Alice B. Toklas is Missing by Robert Archambeau

Alice B. Toklas is Missing by Robert Archambeau

Author:Robert Archambeau
Language: eng
Format: epub
Publisher: Regal House Publishing
Published: 2023-04-15T00:00:00+00:00


25

“Walk? Walk? Stai scherzando! I will not walk a single step,” declared Marinetti, “until I have a drink to wash the foul taste of Surrealism out of my mouth.” Ida thought better of pointing out the irony when Marinetti immediately followed his refusal to walk with a full-speed march down the street, looking left and right for the nearest drinking establishment. Tom and Ida trailed behind the accelerating Futurist, who was surprisingly fast for a man of his years. When Marinetti came to the end of the street, he looked to his left, then pointed, as if about to shout “Land Ho!” from the crow’s nest of a galleon. He disappeared around the corner, with Tom and Ida struggling to keep up. Soon, Marinetti was waving them through a doorway like an irate crossing guard, and the group found itself ensconced in a tiny establishment named, simply enough, Bar Americain. The dim room couldn’t have been six feet wide and was dominated by a zinc stand-up bar behind which loomed shelves of bottles arrayed in tiers to the ceiling. Marinetti barked for red wine, and the expressionless bartender set out three glasses and poured. He then fished behind the counter and produced a small dish of unshelled peanuts—a gesture designed, Ida assumed, as a show of American authenticity. The crushed shells on floor indicated that this was a very popular snack, or perhaps that the staff took a cavalier attitude toward cleaning.

“Are you quite certain,” said Tom slowly, “that the map in question is in, or is part of, this journal you have?” He was seated between Ida and Marinetti, and while he addressed his words to Ida, he watched the agitated Marinetti out of the corner of his eye.

“No,” said Ida. “I’m not at all certain.”

“But was there anything in it, anything at all, that looked promising?” Tom asked. Marinetti had finished his wine and was signaling the barman for more.

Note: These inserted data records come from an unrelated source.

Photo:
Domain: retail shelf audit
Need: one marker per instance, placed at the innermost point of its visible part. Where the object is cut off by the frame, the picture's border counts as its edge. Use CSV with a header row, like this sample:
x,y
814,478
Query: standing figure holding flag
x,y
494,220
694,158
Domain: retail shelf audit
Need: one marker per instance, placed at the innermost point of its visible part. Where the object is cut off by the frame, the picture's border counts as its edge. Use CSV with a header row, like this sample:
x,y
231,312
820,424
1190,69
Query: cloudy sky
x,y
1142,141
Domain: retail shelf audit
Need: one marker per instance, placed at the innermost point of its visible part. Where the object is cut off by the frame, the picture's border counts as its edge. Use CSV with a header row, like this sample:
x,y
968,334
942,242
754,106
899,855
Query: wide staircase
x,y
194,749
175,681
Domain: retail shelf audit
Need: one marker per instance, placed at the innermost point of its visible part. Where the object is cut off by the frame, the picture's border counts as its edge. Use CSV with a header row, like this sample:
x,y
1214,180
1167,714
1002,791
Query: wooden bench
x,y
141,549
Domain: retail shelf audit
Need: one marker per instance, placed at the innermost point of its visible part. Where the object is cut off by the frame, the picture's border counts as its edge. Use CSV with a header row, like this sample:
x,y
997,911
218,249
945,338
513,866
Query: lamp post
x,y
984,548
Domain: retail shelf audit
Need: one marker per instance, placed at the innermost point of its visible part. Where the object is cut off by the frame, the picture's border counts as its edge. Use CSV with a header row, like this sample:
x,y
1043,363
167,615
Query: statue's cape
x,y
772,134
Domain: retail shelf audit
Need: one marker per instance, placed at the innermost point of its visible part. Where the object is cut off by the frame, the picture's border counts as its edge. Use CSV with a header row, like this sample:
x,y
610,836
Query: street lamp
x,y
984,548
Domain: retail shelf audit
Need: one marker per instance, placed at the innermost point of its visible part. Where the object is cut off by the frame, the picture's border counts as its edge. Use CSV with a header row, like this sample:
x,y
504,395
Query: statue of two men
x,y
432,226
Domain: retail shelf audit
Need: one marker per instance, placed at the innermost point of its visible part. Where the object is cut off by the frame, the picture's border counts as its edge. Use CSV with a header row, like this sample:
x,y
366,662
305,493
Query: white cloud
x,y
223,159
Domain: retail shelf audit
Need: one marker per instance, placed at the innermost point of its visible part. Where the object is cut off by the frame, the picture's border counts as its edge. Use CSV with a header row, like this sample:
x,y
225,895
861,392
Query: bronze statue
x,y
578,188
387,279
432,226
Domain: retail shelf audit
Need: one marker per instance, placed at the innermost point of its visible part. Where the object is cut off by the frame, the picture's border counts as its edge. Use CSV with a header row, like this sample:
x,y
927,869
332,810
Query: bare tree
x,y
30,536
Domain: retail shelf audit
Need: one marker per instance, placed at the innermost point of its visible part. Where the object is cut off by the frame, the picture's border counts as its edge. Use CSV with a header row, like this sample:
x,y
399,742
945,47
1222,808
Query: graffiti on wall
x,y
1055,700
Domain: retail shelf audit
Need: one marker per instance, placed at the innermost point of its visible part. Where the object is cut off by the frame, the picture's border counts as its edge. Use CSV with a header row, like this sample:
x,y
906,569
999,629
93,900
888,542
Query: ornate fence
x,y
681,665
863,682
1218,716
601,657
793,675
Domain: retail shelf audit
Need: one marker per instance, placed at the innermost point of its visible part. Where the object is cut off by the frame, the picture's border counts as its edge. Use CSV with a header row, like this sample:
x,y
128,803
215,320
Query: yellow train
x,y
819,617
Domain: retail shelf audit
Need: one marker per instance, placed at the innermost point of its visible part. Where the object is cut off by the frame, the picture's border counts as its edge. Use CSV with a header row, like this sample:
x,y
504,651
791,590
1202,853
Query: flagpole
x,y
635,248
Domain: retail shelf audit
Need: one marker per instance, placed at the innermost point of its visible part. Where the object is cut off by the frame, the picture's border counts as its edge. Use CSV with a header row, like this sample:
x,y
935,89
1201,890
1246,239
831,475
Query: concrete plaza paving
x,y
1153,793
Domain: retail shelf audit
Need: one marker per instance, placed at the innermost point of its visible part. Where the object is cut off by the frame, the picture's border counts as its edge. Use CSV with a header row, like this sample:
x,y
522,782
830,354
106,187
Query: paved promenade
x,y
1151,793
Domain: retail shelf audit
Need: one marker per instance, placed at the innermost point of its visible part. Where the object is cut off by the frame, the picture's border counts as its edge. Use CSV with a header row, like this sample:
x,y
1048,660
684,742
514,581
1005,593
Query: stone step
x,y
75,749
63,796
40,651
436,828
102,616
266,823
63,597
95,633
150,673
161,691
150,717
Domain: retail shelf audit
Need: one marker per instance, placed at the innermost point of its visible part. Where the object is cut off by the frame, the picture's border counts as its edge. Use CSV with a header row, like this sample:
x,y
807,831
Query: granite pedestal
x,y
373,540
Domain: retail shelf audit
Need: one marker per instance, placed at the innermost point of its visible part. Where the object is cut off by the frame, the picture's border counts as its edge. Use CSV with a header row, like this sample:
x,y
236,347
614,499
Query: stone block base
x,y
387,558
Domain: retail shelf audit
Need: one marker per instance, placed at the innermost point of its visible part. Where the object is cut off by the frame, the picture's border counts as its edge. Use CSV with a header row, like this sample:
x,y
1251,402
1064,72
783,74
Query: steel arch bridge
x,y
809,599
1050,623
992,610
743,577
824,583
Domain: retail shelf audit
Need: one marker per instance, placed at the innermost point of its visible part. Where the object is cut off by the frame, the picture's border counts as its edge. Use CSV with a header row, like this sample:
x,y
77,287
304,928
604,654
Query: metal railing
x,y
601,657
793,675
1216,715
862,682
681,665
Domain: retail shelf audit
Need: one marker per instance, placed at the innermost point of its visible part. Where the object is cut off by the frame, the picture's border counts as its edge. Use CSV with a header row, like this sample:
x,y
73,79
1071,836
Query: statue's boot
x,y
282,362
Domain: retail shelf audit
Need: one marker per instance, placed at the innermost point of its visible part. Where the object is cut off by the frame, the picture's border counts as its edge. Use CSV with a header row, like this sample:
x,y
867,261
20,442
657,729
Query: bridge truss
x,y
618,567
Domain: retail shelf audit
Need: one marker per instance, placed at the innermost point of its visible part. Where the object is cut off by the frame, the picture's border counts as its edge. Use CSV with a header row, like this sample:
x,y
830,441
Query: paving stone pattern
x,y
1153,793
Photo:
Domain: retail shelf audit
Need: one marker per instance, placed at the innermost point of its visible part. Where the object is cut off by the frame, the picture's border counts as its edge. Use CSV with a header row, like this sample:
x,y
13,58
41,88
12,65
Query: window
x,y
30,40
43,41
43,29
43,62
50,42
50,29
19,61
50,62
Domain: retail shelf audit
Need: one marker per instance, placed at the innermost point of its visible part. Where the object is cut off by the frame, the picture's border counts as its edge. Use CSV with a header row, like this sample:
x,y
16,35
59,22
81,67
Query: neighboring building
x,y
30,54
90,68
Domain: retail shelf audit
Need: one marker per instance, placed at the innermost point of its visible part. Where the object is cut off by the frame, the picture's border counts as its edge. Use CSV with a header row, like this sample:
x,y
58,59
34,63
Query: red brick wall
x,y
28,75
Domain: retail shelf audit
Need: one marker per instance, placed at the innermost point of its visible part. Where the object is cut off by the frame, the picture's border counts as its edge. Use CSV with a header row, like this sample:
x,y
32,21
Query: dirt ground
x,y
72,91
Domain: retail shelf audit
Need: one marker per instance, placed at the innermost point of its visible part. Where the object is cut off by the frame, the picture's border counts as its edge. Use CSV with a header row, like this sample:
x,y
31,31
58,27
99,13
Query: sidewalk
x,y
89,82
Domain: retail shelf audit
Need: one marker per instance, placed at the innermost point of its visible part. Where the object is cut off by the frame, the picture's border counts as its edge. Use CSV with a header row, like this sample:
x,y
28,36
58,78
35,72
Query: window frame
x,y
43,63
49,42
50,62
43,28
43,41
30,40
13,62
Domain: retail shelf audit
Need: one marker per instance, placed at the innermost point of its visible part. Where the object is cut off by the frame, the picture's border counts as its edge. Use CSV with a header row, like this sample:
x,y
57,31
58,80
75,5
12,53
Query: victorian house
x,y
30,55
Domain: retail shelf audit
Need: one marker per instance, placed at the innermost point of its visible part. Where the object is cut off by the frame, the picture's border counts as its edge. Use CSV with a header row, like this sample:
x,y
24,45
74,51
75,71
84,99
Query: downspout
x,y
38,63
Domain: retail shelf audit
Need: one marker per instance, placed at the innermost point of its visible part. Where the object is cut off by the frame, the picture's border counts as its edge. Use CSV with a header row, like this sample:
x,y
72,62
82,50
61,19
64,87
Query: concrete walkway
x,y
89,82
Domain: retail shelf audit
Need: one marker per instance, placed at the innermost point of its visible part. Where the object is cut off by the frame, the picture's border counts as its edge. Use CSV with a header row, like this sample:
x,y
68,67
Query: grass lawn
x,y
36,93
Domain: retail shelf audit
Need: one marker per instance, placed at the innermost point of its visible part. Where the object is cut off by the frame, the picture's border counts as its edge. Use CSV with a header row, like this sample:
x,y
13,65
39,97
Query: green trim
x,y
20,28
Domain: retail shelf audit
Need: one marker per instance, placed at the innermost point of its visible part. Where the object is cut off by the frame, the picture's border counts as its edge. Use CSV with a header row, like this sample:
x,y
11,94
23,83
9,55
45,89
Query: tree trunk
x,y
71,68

Ida squinted, tried to envision the journal the Surrealists had given her when she’d first visited the bureau, while picking up items from Teddy’s reading list. It seemed like such a long time ago. La Révolution Surrealiste—that was the title, she remembered. But what else? She pictured the journal with its cardstock cover—maybe fifty pages, and about the size of a sheet of typing paper—between her hands. “The cover was phosphorescent,” she began.

“Legerdemain—the work of frauds!” said Marinetti, his voice simmering with contempt but not quite rising to the level of a shout. His hands crushed the lapels of his jacket as he spoke.

“And inside,” asked Tom, “any images?”

“Several,” Ida recalled, looking at Tom. “There was a picture of a Navajo doll from New Mexico.”

“So that’s it,” grumbled Marinetti. “We enter the catacombs from D. H. Lawrence’s ranch in Taos. Book us passage on an ocean liner, dear Ida, if you will.”

“Surely,” said Tom, giving Ida a sympathetic look, “there were more…”

Ida closed her eyes and tried to recall. “A line drawing of a cluster of fellows in workingmen’s clothing,” Ida remembered.